Explanation:
C
We know binomial expansion of
\((1+a x)^n=1+{ }^n C_1(a x)+{ }^n C_2(a x)^2+\ldots \ldots . .\)
\(\text { Given, }{ }^n C_1(a x)=6 x\)
\(\text { and, }{ }^n C_2(a x)^2=16 x^2\)

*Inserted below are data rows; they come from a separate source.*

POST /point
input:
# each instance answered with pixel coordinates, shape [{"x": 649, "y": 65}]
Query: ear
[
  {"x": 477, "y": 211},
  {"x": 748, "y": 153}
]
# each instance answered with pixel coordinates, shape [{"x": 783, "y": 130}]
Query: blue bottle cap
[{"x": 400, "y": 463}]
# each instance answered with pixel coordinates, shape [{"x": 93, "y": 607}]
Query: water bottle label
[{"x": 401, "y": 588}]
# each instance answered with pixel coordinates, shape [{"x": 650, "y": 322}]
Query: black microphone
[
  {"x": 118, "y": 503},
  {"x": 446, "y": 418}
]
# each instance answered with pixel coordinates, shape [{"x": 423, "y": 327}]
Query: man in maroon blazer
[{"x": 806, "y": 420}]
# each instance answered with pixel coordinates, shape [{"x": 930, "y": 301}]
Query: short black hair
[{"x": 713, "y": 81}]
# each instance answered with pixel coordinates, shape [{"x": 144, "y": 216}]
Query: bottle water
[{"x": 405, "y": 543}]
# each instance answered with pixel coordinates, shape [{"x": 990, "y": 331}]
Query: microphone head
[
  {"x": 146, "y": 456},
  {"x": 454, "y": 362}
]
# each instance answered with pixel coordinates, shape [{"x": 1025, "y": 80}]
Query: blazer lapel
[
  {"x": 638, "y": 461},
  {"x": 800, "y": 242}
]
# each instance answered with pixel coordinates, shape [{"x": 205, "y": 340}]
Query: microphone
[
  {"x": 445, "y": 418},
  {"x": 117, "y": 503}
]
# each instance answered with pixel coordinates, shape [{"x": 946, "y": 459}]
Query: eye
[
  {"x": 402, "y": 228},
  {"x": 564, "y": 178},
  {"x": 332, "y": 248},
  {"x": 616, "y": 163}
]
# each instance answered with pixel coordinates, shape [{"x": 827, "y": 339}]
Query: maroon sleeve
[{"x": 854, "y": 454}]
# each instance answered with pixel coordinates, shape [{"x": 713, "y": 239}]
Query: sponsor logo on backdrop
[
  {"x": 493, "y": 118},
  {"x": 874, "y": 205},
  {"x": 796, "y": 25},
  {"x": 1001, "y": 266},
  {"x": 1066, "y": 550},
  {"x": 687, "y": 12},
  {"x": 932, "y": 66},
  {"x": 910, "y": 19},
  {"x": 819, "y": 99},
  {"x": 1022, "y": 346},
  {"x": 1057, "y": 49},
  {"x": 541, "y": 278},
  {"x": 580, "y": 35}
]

\(\text { On comparing both sides, we get- }\)
\({ }^n C_1 a=6\)
\(\text { And, }{ }^n C_2 a^2=16\)
\(\text { Then, }\)
\(\frac{n !}{(n-1) ! 1 !} a=6 \Rightarrow n \cdot a=6\)
\(\frac{n !}{(n-2) ! 2 !} a^2=16 \Rightarrow \frac{n(n-1)}{2} a^2=16\)
\(\text { Now, } \quad \mathrm{n}^2 a^2=36\)
\(\quad a^2=\frac{36}{n^2}\)
\(\text { And, } \quad \frac{n(n-1)}{2} a^2=16\)
\(\frac{n(n-1)}{2 n^2}=\frac{16}{36}=\frac{4}{9}\)
\(\text { or } \frac{n-1}{n}=\frac{8}{9}\)
\(\text { or } \quad 1-\frac{1}{n}=\frac{8}{9}\)
\(\text { or } \quad \frac{1}{n}=1-\frac{8}{9}=\frac{1}{9}\)
\(\therefore \quad n=9\)
Now, \(\mathrm{n}^2 \mathrm{a}^2=36\)
And, \(\quad \frac{\mathrm{n}(\mathrm{n}-1)}{2} \mathrm{a}^2=16\)
Then, \(\quad 81 \mathrm{a}^2=36\)
\(\therefore \quad \mathrm{a}^2 =\frac{36}{81}\)
\(\mathrm{a} =\frac{6}{9}=\frac{2}{3}\)So, the value of a and \(n\) are \(2 / 3\) and 9 respectively.